The defense attorney called it "absolutely stupid."
The Lancaster County Court judge called it "pure greed."
Melissa Marie O'Donnell was working at a local car dealership when prosecutors said she wrote more than $140,000 worth of company checks to pay off her personal credit card debt.
In court on Wednesday, O'Donnell apologized, telling Judge Howard Knisely that she and her unemployed fiancé owed taxes they could not pay.
"I panicked and took the path of least resistance," O'Donnell said. "It's not all just stuff that I bought."
Defense attorney David Dye said his client is well-educated and had a good-paying job and no prior criminal record, but she did something "absolutely stupid."
Knisely had a different interpretation of the incident.
"This was pure greed," Knisely said, "stealing from an employer who was already paying you $97,000 a year."
Knisely sentenced O'Donnell to 6 to 23 months in county prison, followed by 5 years of probation.
Although she has paid some restitution, Knisely ordered her to pay the remaining $115,172 she owes.
Knisely rejected O'Donnell's request for house arrest and agreed only to delay the start of sentence until Friday.
The judge noted that O'Donnell, who was working as an accountant for the Faulkner car dealership companies in Dauphin and Lancaster counties, made payments to her creditors by writing corporate checks in amounts ranging from $5,000 to $26,000.
"It only stopped," Knisely said, when one of the creditors questioned the use of corporate checks and contacted Faulkner officials.
"I am extremely embarrassed and ashamed of my actions," said O'Donnell, 30, of Philadelphia.
"This has been quite the awakening experience for me," she said.
"I want to move on from this experience and become a productive member of society," she said.
"Beyond that," Knisely told O'Donnell, "you've become a criminal."
Assistant District Attorney Charles Rieck IV noted that O'Donnell pleaded guilty to the seven counts of theft in January and had received probation for similar charges in Dauphin County.
Also in court on Wednesday, two other women were sentenced by President Judge Joseph Madenspacher:
• Dana Leigh Schelling, 23, of East Hempfield Township, was placed on nine months of house arrest and five years of probation for a series of burglaries of several homes in 2007.
She was ordered to perform 200 hours of community service and pay $1,520 restitution.
Schelling tearfully apologized for her actions, telling Madenspacher, "I'm not the girl I was two years ago."
"I am terribly sorry," Schelling said. "I can't even fathom what I did or what I was thinking."
Schelling's father told the judge that his teenage daughter became addicted to prescription drugs through her friends in high school.
It was with one of those high school friends, Amanda Ziedonis, the defendant told the judge, that she committed crimes to buy more drugs.
In November 2007, the two young women were caught by the owners of a home in School Lane Hills.
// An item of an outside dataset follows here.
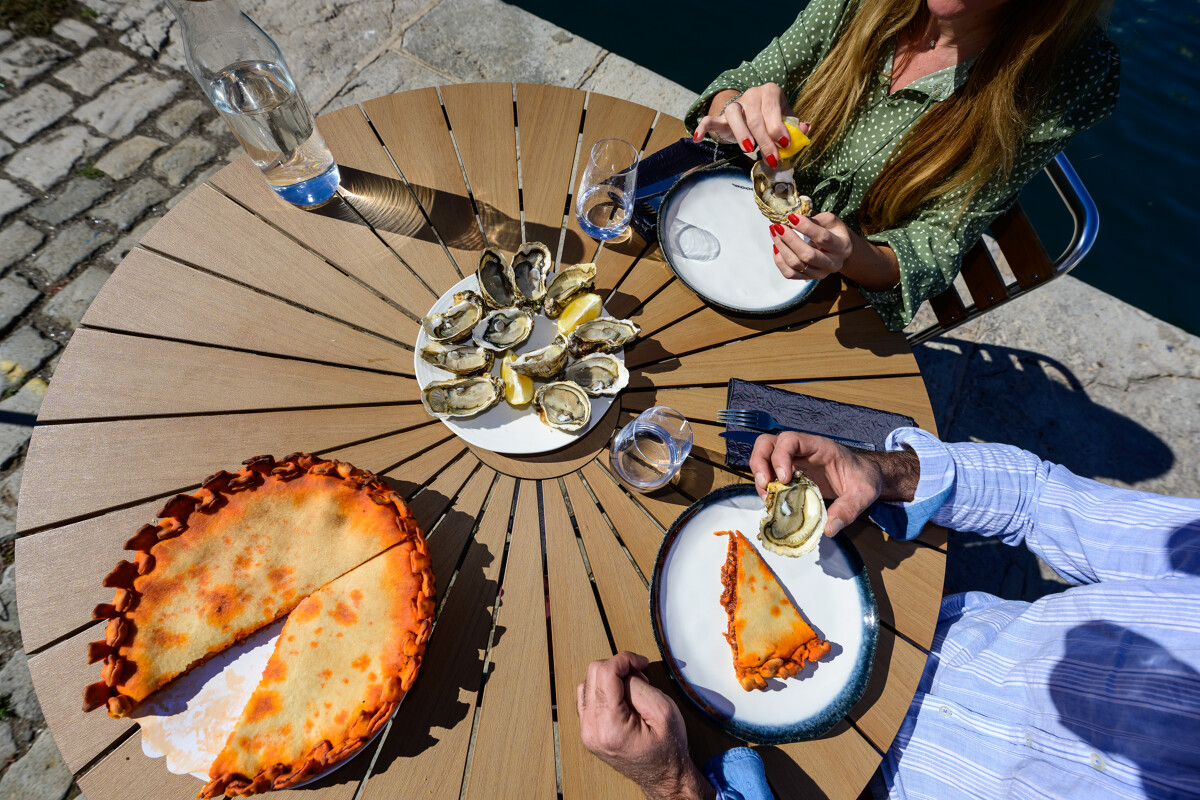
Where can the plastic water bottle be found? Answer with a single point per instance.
(245, 76)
Ziedonis was tackled and held for police, but Schelling escaped. She turned herself in the following day.
Defense attorney Christopher Lyden told the judge that since Schelling's arrest, she has completed drug treatment, attends support groups daily, is working full time and has her own apartment.
Lyden said when Schelling was arrested "she spilled the beans right away," giving the court insight into her "complete lack of sophistication."
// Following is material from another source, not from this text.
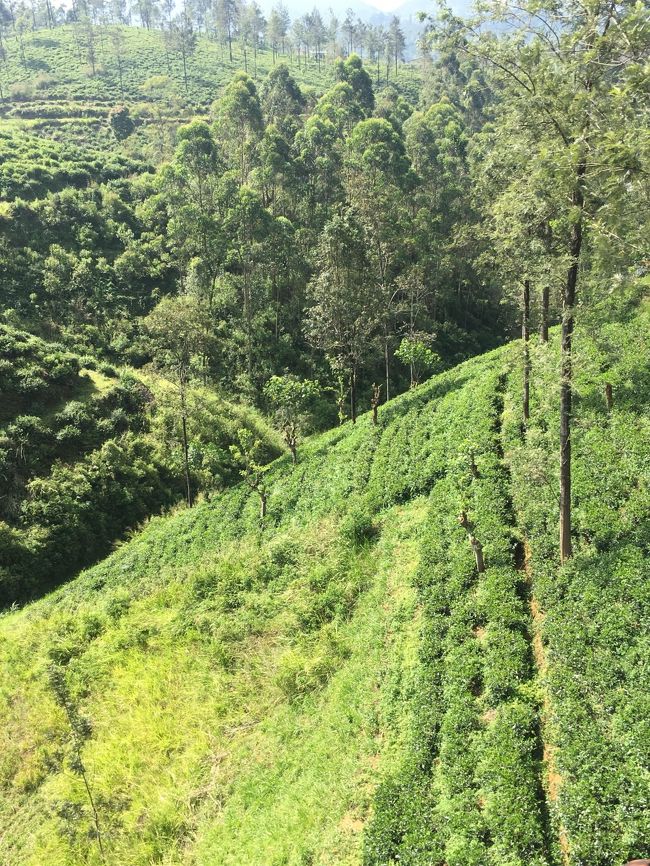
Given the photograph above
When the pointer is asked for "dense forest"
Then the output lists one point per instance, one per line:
(331, 368)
She pleaded guilty earlier to three counts of burglary, two counts of theft, five counts of conspiracy and a drug possession charge.
"I'm going to go out on a limb for you," Madenspacher told the tearful young woman, "but you only get one chance. If you violate your probation, you're going to be keeping Amanda company in state prison."
Ziedonis was sentenced to 8 to 26 years in state prison for 19 burglaries, an armed robbery and other offenses.
• Nicole Lynn Knaub, 23, of Coatesville, was sentenced to 15 days to one year in prison for two counts of drunken driving.
Knaub nearly struck a utility pole the first time she was arrested, prosecutors said, having a blood alcohol content of 0.18 percent.
The second time, the judge was told, Knaub drove off the road twice and had open containers of alcohol in her car. Her blood alcohol content was 0.16 percent.
In Pennsylvania, the legal blood alcohol limit is 0.08 percent.
Madenspacher told Knaub he took into consideration the fact that she is now seven months pregnant, but he felt it was important that she "learn what would happen to you if you come back with a third," drunken driving arrest.